Time is not the only element which needs taking into consideration when examining cases concerning the right to be forgotten, since in addition to which, the public role of the parties involved and the current relevance of the news itself are also important factors that need taking into account.
Although the time elapsed since the facts reported in the press is the most important element in evaluating whether an application for the “right to be forgotten” will be successful, in a recent decision the Italian DPA has pointed out that other circumstances also need to be evaluated.
The decision concerns the appeal made by a high-ranking public official who requested Google to remove certain search results obtained by typing in his name. The point in question was a link to articles reporting news of a court case dating back 16 years, which had terminated with the conviction of the official, whose name had then been fully cleared in the course of the following years. One of the articles, the removal of which had been requested, had been published at the time of the facts while other more recent ones had picked up the story again at the time of the public official’s appointment to an important new post.
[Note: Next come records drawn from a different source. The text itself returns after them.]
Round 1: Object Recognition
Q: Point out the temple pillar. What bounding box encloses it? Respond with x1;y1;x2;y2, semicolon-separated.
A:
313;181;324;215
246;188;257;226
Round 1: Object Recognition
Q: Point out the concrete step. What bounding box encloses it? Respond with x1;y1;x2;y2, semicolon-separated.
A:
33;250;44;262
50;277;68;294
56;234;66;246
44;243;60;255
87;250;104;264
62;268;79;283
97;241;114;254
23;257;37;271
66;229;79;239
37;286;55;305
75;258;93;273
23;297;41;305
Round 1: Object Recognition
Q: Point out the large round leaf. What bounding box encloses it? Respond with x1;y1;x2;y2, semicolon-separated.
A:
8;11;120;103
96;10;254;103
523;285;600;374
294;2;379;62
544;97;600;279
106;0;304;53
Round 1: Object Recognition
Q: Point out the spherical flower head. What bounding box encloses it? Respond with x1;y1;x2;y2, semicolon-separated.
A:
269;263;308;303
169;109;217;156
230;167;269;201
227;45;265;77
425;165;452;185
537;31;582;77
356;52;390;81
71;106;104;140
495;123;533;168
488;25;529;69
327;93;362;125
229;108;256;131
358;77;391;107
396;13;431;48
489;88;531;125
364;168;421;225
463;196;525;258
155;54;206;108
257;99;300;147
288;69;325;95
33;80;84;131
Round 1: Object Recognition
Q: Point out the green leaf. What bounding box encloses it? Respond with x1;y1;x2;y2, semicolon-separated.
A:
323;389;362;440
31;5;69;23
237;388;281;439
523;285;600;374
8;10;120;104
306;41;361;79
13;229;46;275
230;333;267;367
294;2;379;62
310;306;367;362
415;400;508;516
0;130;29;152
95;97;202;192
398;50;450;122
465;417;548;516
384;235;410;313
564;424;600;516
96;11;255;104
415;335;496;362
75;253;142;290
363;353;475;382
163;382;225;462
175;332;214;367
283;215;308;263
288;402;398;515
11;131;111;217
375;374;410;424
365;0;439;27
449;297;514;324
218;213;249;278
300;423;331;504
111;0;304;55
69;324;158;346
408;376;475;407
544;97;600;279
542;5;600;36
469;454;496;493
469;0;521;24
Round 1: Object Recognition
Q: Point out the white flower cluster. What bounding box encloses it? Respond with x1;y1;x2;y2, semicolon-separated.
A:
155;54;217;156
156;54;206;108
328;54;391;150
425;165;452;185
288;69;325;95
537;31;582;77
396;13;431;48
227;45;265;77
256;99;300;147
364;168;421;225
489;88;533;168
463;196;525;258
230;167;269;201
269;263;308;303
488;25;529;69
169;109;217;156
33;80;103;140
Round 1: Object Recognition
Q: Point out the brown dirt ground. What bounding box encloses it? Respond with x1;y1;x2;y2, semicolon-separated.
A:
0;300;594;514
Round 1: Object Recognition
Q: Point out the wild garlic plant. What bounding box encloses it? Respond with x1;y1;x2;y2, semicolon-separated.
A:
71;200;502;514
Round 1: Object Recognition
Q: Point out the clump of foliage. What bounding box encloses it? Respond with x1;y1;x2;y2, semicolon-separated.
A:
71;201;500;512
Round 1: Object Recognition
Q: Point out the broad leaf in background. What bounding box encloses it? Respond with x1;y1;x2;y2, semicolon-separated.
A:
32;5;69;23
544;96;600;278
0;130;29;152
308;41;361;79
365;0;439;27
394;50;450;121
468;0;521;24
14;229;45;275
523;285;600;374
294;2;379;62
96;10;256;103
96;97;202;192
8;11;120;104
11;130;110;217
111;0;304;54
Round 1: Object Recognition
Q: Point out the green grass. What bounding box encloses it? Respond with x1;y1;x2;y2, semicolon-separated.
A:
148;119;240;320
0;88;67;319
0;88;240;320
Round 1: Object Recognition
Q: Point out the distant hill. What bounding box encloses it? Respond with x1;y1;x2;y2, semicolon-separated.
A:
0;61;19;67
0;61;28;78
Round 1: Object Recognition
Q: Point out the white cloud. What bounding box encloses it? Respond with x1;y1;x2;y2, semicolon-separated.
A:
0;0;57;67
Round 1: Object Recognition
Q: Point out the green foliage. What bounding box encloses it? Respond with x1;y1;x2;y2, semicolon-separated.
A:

The Italian DPA stated that in evaluating a case involving the right to be forgotten it is necessary to take into account all search results found by typing in the first name and second name of the data subject concerned, which are also associated with other descriptive terms, such as the office held or the circumstances of the conviction.
This is an interpretation in line with the widely known decision by the European Court of Justice of 13th May 2014, known as “Google Spain”, in which the judges handed down a ruling ordering the search engine to remove from the list of results of a search made starting with the name of a person, those links to web pages published by third parties and containing data relating to that person, also in the case in which the name or the data are not previously or simultaneously withdrawn from the web pages and also when their being made available on those web pages is legal to remove from the list of results displayed following a search made on the basis of a person’s name links to web pages, published by third parties and containing information relating to that person, also in a case where that name or information is not erased beforehand or simultaneously from those web pages, and even, as the case may be, when its publication in itself on those pages is lawful.
According to the ruling all urls reachable through a search “starting from the name” must be considered, and so without excluding the possibility that other descriptive terms may be linked to the name in order to find more specific results.
Once this important point had been clarified, the DPA ordered Google to deindex the url with the single direct link to the only article carrying the news of the plaintiff’s criminal conviction. In fact, the DPA considered that, due to the time elapsed and the fact that the plaintiff’s name had been cleared, the news was no longer relevant to the current situation.
Conversely, with regard to the other articles indicated by the applicant, the DPA recognised that, although referring to the same court case, these “contain the story in a broader context of information, in which other information is also provided”, which is connected to the public role held by the interested party and that those results were without doubt of public interest “in addition due to the role in public life held by the applicant”. Therefore, with regard to the request for their removal, the DPA dismissed the complaint as unfounded.